Und dabei wird oft auf scheinbar willkürliche Unterscheidungsmerkmale zurückgegriffen – auf Hautfarbe, Kleidungsstil, auf Sprache oder Rituale als Kriterium der Zugehörigkeit zu einer Gruppe. In ihrem Buch „Gegen den Hass“ erinnert Carolin Emcke[2] an das sprichwörtliche Schiboleth, dass die Ephraemiter und die Gileaditer unterschied – zwei Volksgruppen des Nahen Ostens zur Zeit der hebräischen Bibel, von denen das Buch Richter erzählt. Eigentlich trennte sie nichts als der Fluss Jordan. Und doch wurden zehntausende Ephraemiter ermordet, weil sie anders waren. Weil sie das Schi anders aussprachen als ihre Nachbarn. „Deine Sprache verrät Dich“, bekommt auch Petrus zu hören, der sich noch immer in der Nähe Jesu aufhält, als der schon verhaftet ist und gefoltert wird. „Kommst Du nicht auch aus Galiläa wie der da?“

 

Religion als mächtiger Identitäts-Rahmen

Sprache und Kultur stiften Identität. Und Religion stiftet Sinn; mit ihren Traditionen und Ritualen kann sie Sicherheit geben in unsicheren Zeiten. Ähnlich wie im Judentum ist bei den Yesiden die Ethnie mit der Religion verbunden ist. Konversionen sind also eigentlich nicht möglich und auch nicht denkbar. Wie gewinnt man aber Freiheit, wie bewahrt man seine Würde jenseits der eingeborenen Identität? Wer bin ich noch nach einer Vergewaltigung, einer Zwangskonversion? Es sind gerade die Frauen, die diese Fragen stellen – nicht nur im Nahen Osten, sondern auch unter den Migrantinnen in Deutschland. Und ich bewundere diejenigen, die jenseits der Zuweisungen gelernt haben, ihren eigenen Weg zu gehen und ihre persönliche Geschichte zu schreiben. Mit ihrer geistigen Freiheit machen sie anderen Hoffnung – nicht nur auf Überleben, sondern auf ein neues Leben. So wie Naja Murad mit ihren großartigen Vorträgen und Projekten.
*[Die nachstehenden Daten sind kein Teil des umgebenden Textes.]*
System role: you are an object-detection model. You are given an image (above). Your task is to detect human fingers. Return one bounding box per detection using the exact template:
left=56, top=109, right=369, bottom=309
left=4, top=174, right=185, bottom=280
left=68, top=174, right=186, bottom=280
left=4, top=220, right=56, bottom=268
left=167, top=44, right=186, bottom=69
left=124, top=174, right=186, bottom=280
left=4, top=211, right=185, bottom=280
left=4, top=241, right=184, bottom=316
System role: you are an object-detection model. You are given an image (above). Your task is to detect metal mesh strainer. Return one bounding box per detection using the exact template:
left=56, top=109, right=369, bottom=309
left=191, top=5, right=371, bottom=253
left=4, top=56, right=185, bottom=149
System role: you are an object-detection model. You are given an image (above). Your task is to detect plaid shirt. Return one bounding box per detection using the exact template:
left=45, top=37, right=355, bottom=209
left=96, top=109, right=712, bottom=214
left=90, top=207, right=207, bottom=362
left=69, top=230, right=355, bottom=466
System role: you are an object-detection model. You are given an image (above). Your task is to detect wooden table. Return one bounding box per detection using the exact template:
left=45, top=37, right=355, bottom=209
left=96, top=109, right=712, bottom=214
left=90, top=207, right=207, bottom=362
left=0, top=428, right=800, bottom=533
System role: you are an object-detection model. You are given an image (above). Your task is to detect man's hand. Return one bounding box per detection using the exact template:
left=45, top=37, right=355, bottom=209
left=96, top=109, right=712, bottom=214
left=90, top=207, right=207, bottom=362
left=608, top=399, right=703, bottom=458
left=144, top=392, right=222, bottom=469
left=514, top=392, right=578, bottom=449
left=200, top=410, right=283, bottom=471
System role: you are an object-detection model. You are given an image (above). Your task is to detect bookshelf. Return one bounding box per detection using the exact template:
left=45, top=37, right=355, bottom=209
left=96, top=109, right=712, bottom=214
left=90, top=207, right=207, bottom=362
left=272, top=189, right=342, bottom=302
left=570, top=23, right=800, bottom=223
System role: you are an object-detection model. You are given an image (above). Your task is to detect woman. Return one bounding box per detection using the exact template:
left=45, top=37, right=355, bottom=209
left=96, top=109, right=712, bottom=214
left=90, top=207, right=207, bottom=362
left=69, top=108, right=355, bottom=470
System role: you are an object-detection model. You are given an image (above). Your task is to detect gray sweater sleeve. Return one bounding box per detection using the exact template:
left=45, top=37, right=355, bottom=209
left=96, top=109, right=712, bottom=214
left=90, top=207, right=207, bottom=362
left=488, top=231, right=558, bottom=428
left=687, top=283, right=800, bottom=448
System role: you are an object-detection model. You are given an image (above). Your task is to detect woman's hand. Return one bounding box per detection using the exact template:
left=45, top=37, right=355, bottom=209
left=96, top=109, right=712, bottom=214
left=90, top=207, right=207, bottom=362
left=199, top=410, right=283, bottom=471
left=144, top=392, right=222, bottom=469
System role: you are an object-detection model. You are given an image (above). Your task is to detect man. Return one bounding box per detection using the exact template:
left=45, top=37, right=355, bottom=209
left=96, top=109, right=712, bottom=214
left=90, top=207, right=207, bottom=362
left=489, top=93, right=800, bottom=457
Immer wieder sind es persönliche Geschichten, die uns Antwort geben auf die komplexen Fragen, die Rätsel unserer Zeit. Die Bibel, auf die ich mich mit meinem Glauben beziehe, erzählt die Geschichte von Hagar, der Zweitfrau Abrahams, die verstoßen und mit ihrem Sohn Ismael in die Wüste geschickt wurde. Dort aber fand sie eine Quelle – und ein Engel Gottes fand sie und stärkte ihr den Rücken. Diese Geschichte kam mir in den Sinn, als ich über die Situation der Yesidinnen und ihre Überlieferungen nachdachte: an die heilenden Wasser von Lalisch, dem Pilgerort der Yesiden, an die Schutzmacht des Engels Pfau, die nicht nur in Legenden eine Rolle spielt, und auch an den höchsten Religionsvertreter Baba Sheich. Er war so souverän, ganz klar zu sagen, dass die erlittenen Vergewaltigungen den Mädchen die Würde nicht nehmen können, er hat die Opfer nicht schuldig gesprochen für ihre Erniedrigung – und damit die Spirale der Gewalt durchbrochen. Aber es ist noch nicht vorbei: In manchen Familien allerdings müssen Frauen und Mädchen noch immer die Erfahrung machen, dass Hass und Gewalt von außen auch innen den Druck erhöhen.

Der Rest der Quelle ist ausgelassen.